Afbeelding
Foto:

Aftellen naar de Kier

Gistermiddag kwam ik terug van een fijne vakantie in Oostenrijk en Italië. Duizenden kilometers afgelegd door schitterende landschappen in Duitsland, Oostenrijk en Italië. Bijzonder eigenlijk dat je als Nederlander binnen enkele uren – naar Italië wel dag(en) - in een totaal ander land terechtkomt. Met vele verschillende nationaliteiten staan we in de rij voor de tolpoortjes … ieder op weg naar zijn eigen bestemming.

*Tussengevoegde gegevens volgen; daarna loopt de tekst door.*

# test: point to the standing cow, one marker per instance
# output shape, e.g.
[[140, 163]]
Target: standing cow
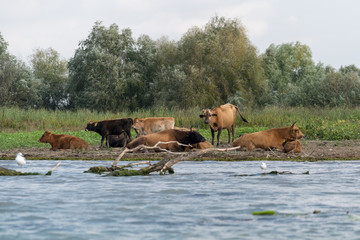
[[110, 127], [153, 124], [220, 118]]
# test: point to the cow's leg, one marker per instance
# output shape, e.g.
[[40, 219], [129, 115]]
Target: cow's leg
[[212, 136], [218, 138], [233, 132], [102, 141], [229, 130], [107, 141]]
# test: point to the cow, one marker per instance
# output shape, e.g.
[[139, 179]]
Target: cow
[[269, 139], [110, 127], [153, 124], [181, 136], [199, 146], [293, 146], [220, 118], [63, 141], [119, 140]]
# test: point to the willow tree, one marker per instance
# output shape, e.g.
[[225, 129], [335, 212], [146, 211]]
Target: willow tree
[[221, 62], [52, 71], [100, 69]]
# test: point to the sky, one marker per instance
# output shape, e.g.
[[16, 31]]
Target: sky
[[328, 27]]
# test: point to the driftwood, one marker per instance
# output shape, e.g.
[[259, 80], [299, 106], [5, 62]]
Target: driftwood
[[10, 172], [163, 166]]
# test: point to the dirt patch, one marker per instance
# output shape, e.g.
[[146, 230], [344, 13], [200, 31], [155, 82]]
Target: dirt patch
[[312, 150]]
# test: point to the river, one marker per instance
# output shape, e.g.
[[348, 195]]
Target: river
[[202, 200]]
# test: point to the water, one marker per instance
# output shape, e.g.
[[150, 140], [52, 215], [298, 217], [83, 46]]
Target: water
[[202, 200]]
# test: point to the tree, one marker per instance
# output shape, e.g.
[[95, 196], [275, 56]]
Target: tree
[[53, 74], [226, 61], [17, 85], [288, 67], [100, 70]]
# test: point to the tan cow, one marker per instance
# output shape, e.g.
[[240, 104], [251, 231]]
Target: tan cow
[[269, 139], [220, 118], [292, 146], [153, 124], [63, 141]]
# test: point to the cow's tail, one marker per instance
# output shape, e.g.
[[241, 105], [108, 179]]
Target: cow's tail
[[237, 108]]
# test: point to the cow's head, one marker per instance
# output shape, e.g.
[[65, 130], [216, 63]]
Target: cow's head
[[295, 132], [194, 136], [137, 125], [207, 114], [45, 137], [91, 126]]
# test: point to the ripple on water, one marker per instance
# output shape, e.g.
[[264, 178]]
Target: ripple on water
[[201, 200]]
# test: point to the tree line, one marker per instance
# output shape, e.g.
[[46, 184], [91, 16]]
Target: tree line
[[208, 66]]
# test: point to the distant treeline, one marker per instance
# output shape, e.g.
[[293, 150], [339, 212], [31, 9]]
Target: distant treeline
[[208, 66]]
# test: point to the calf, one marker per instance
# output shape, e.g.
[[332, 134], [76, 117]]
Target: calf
[[222, 117], [153, 124], [110, 127], [268, 139], [181, 136], [119, 140], [63, 141]]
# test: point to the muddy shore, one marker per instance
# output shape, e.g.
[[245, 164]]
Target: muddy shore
[[312, 151]]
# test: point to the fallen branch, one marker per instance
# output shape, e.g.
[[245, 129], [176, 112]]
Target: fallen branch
[[155, 147], [164, 165], [182, 158]]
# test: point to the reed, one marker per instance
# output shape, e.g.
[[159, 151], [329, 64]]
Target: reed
[[316, 123]]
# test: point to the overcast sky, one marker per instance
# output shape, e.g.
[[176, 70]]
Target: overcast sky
[[329, 27]]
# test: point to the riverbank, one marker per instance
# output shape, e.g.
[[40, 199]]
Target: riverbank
[[313, 150]]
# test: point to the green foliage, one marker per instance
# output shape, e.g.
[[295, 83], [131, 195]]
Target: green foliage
[[52, 72], [209, 66], [22, 128]]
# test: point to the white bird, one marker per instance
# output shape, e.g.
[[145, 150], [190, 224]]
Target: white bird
[[20, 160], [263, 166]]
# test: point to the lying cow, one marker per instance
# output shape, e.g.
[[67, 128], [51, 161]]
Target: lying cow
[[269, 139], [293, 146], [199, 146], [119, 140], [153, 124], [181, 136], [63, 141], [220, 118], [110, 127]]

Ik zou flink de balen hebben als we er bij de tolpoortjes achter kwamen er dus helemaal niet door te kunnen. Koffers gepakt, plannen gemaakt en je voorbereidt voor de reis. En dan … helaas je kunt er niet door. Rechtsomkeert en weer terug. Boos echtpaar voorin … en verdrietige kinderen achterin. En dat samen in één auto, is niet fijn!

Een beetje gechargeerd maar zo zouden al die duizenden trekvissen zich ook voelen, jaar in jaar uit. Zij leggen duizenden kilometers af om via het Haringvliet hun weg te vinden naar Frankrijk en Duitsland. Niet om vakantie te vieren, maar om zich voort te planten.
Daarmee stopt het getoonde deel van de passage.